La questione, però, è anche e soprattutto di contenuto politico. La messa a terra della riforma dell’autonomia sarà complicata anche solo nel verificare quali deleghe potranno davvero essere affidate a ciascuna regione richiedente, tuttavia lo slogan è già pronto. Autonomia, infatti, è da trent’anni la parola d’ordine della Lega che prima fu quella del Nord di Umberto Bossi e che oggi sta ritornando in quel perimetro, dopo il flop del progetto di lega nazionale portato avanti da Salvini. I contorni sono politicamente definiti come anche la narrazione pubblica.

Tutt’altro, invece, è il caso del presidenzialismo. Tanto sbandierato in campagna elettorale soprattutto da Fratelli d’Italia ma gradito anche a Forza Italia sull’onda di una antica suggestione lanciata anche da Silvio Berlusconi, in realtà la parola è ancora vuota. Si vagheggia di una «stabilizzazione dei governi» e di un «rispetto del voto dei cittadini nelle urne», come ha detto Meloni dopo il giro di consultazioni. Tuttavia, manca ancora il come e la strada per individuarlo è accidentata anche all’interno della maggioranza. FI aveva in mente un presidenzialismo con l’elezione diretta del Capo dello Stato, come immaginato dal Cavaliere che in campagna elettorale aveva ipotizzato le dimissioni di Sergio Mattarella. FdI, invece, propenderebbe per un rafforzamento del governo, con elezione diretta del presidente del Consiglio e quindi un premierato più che un presidenzialismo.

La strategia della Lega

In questo quadro la Lega ha avuto campo libero ad esercitarsi nel gioco dei distinguo, sia sulle riforme che su tutti gli altri tavoli aperti per il governo. Il presidenzialismo non è nelle corde di un partito che punta all’autonomia regionale e, in questa fase politica in cui la Lega è secondo partito della maggioranza, nemmeno il premierato che amplia i poteri della donna forte al comando è una ipotesi gradita. Il fastidio per l’ipotesi era serpeggiato subito nei gruppi di Camera e Senato e gli ha dato fiato il capogruppo Riccardo Molinari, parlando di «valutare come sarà la proposta» ma «il parlamento non va privato dei poteri di controllo», infastidendo le fila meloniane.
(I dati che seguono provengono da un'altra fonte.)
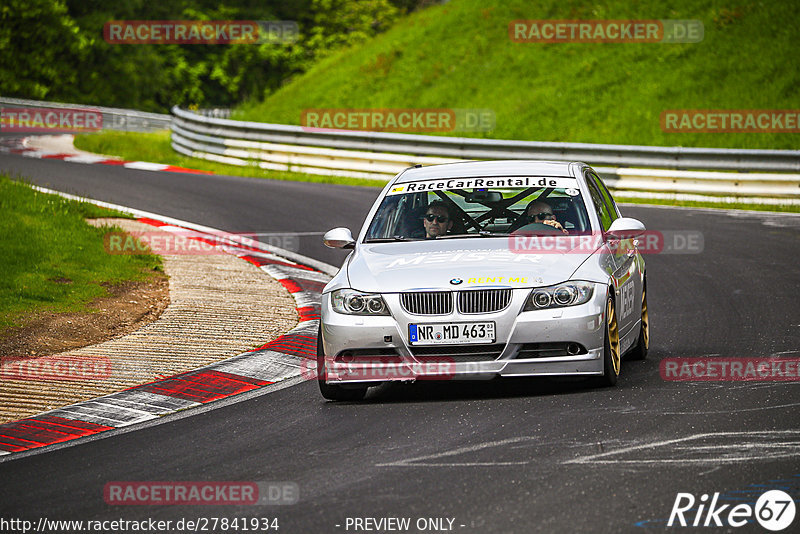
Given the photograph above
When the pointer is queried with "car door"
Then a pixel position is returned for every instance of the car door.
(626, 275)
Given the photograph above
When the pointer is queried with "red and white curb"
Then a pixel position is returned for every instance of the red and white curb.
(20, 146)
(285, 357)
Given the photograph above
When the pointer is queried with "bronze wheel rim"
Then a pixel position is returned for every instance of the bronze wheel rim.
(645, 320)
(613, 336)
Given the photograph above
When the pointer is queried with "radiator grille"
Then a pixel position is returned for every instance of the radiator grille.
(427, 302)
(474, 353)
(483, 300)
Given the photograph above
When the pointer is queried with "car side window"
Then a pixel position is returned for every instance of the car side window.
(600, 205)
(608, 200)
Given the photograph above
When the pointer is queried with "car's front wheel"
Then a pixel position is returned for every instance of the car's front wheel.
(639, 351)
(611, 354)
(332, 391)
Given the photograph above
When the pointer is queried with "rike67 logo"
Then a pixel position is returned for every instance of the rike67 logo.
(774, 510)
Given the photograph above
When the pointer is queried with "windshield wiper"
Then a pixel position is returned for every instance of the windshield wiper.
(386, 239)
(482, 233)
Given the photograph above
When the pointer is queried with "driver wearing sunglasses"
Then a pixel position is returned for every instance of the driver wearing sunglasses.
(541, 212)
(437, 220)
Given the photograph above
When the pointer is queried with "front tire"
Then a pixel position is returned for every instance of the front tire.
(332, 391)
(611, 355)
(639, 351)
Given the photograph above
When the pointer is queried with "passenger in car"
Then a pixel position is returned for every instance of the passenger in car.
(437, 220)
(540, 212)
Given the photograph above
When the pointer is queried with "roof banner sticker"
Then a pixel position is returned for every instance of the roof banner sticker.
(469, 183)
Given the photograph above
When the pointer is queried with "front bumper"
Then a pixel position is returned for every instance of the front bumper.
(367, 349)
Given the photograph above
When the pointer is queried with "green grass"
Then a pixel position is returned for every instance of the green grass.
(155, 148)
(51, 259)
(782, 208)
(459, 55)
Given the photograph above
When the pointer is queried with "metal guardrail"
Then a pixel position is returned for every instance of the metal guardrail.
(127, 120)
(379, 155)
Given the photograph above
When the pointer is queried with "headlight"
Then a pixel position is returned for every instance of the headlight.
(559, 296)
(352, 302)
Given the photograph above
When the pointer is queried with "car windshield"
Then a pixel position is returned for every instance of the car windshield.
(479, 207)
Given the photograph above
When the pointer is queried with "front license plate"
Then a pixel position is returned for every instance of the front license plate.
(450, 333)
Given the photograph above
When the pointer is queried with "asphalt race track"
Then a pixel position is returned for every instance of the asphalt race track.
(500, 456)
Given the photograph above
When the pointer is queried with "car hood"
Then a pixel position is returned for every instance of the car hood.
(456, 264)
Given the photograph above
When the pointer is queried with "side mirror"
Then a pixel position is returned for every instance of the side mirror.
(625, 228)
(339, 238)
La correzione di Salvini, in cui ha parlato della necessità dei cittadini di «eleggere un governo», è stata però poco decisa. La strategia del ministro dei Trasporti, infatti, è ormai da mesi quella di rinfocolare il dualismo con la premier sfruttando ogni spazio, forte anche del fatto che l’autonomia almeno formalmente è già stata approvata in cdm. Lo ha fatto anche ieri, dando seguito al suo invito di incontro delle sigle sindacali che sono attualmente mobilitate contro le misure economiche del governo. «Massima disponibilità al dialogo» e «elenco dei provvedimenti e interventi in corso», sono state le due direttrici dell’incontro al ministero dei Trasporti con i rappresentanti di Cgil, Ugl, Cisl e Uil.
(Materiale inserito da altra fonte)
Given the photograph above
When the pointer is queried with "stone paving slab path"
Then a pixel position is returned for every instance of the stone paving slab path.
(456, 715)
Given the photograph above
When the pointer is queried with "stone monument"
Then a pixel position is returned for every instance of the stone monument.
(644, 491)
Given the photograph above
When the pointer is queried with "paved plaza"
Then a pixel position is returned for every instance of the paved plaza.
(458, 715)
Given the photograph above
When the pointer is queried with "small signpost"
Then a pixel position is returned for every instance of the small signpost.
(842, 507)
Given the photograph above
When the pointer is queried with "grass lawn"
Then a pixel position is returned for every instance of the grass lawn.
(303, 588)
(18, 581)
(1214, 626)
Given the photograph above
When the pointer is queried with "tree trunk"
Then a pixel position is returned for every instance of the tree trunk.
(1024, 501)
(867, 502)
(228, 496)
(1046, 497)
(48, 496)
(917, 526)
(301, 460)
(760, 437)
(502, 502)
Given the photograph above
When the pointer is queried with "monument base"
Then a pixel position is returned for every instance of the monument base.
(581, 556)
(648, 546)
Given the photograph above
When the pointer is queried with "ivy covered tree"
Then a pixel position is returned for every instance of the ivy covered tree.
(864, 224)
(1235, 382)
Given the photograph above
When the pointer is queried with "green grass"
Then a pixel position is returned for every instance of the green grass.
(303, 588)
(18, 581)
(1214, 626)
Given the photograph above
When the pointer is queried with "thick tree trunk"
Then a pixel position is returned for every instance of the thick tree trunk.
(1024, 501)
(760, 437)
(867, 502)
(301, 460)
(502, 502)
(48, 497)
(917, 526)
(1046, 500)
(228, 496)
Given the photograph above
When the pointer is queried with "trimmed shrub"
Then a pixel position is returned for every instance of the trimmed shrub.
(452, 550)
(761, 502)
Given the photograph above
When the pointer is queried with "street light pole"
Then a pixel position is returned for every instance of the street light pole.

L’unico segretario generale presente era Pierpaolo Bombardieri della Uil, mentre Maurizio Landini della Cgil e Luigi Sbarra della Cisl hanno mandato rappresentanti. Tuttavia in questo modo Salvini ha aperto una linea di dialogo parallela alla chiusura di palazzo Chigi.

Peccato che il pasticcio sia dietro l’angolo: dopo l’incontro con i sindacati, infatti, il ministro si è lanciato anche sul tema del caro affitti e una nota del Mit ha anticipato la creazione di una nuova «direzione ad hoc dedicata al tema degli alloggi». Nessuno lo aveva avvertito che questa direzione esiste già, proprio tra le numerose stanze del suo ministero.